There are two types of anxiety. When you are dealing with an emergency situation, that feeling that you get is referred to as common anxiety. Some individuals feel anxiety even when there aren’t any specific situations or concerns to connect it to. No matter what’s happening in their lives or what they’re thinking about, they frequently feel anxiety. It’s just present in the background throughout the day. This second form is usually the kind of anxiety that’s less of a neuro-typical reaction and more of a mental health issue.
Both types of anxiety can be very unfavorable to the physical body. It can be especially harmful if you experience prolonged or chronic anxiety. When it feels anxiety, your body secretes all kinds of chemicals that heighten your alert status. For short durations, when you genuinely require them, these chemicals are a positive thing but they can be damaging if they are present over longer time periods. Certain physical symptoms will begin to manifest if anxiety can’t be managed and remains for longer periods of time.
Anxiety Has Distinct Bodily Symptoms
Symptoms of anxiety frequently consist of:
- Physical weakness
- Panic attacks, shortness of breath and raised heart rate
- Feeling like you are coming out of your skin
- Paranoia about impending crisis
- Bodily pain
- Melancholy and loss of interest in day to day activities
- Nausea
But persistent anxiety doesn’t always manifest in the ways that you may predict. In fact, there are some pretty interesting ways that anxiety might actually wind up impacting things as seemingly obscure as your hearing. For instance, anxiety has been linked to:
- Tinnitus: Did you realize that stress not only worsens the ringing in your ears but that it can also be responsible for the onset of that ringing. This is called tinnitus (which, itself can have many other causes as well). In certain circumstances, the ears can feel blocked or clogged (it’s amazing what anxiety can do).
- Dizziness: Chronic anxiety can occasionally make you feel dizzy, which is an issue that may also stem from the ears. After all, the ears are generally responsible for your sense of balance (there are these three tubes in your inner ears which are controlling the sense of balance).
- High Blood Pressure: And some of the effects of anxiety are not at all unexpected. Elevated blood pressure is one of those. Known scientifically as hypertension, high blood pressure can have many negative secondary effects on you physically. It is, to make use of a colloquialism, bad news. High blood pressure has also been recognized to cause hearing loss, dizziness and tinnitus.
Anxiety And Hearing Loss
Because this is a hearing website, we usually tend to give attention to, well, hearing. And how well you hear. So let’s talk a bit about how anxiety impacts your hearing.
First and foremost, there’s the solitude. People often pull away from social experiences when they suffer from hearing loss, tinnitus or balance troubles. You might have experienced this with your own family members. Perhaps a relative just withdrew from conversations because they were embarrassed by having to constantly repeat what they said. The same is true for balance issues. It can be hard to admit to your friends and family that you have a hard time driving or even walking because you have balance troubles.

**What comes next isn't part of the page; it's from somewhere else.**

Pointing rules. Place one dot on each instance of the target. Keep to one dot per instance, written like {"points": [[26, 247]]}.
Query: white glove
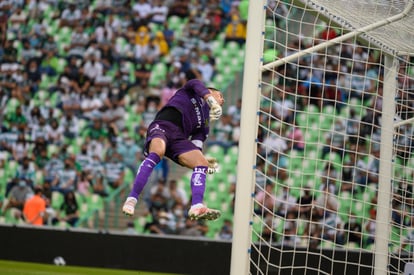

Social isolation is also connected to anxiety and depression for other reasons. When you do not feel yourself, you won’t want to be with others. Sadly, one can wind up feeding the other and can become an unhealthy loop. The negative impact of isolation can happen quickly and will bring about several other problems and can even result in mental decline. It can be even more difficult to fight the effects of isolation if you have hearing loss and anxiety.
Finding The Appropriate Treatment
Finding the proper treatment is important particularly given how much anxiety, hearing loss, tinnitus and isolation feed on each other.
If tinnitus and hearing loss are symptoms you’re struggling with, obtaining proper treatment for them can also help with your other symptoms. Interacting with other people has been shown to help alleviate both depression and anxiety. Certainly, managing these symptoms can help with the sense of solitude that might make persistent anxiety more extreme. In order to figure out what treatments are best for you, consult your doctor and your hearing specialist. Hearing aids might be the best solution as part of your treatment depending on the results of your hearing exam. And for anxiety, medication and other types of therapy might be required. Cognitive-behavioral therapy has also been shown to help deal with tinnitus.
Here’s to Your Health
We recognize, then, that anxiety can have very real, very serious repercussions on your physical health and your mental health.
We also know that hearing loss can lead to isolation and mental decline. When you add anxiety to the recipe, you can have a very challenging situation. Fortunately, a positive difference can be accomplished by getting the correct treatment for both conditions. Anxiety doesn’t need to have permanent effects on your body and the impact of anxiety on your body can be reversed. The sooner you find treatment, the better.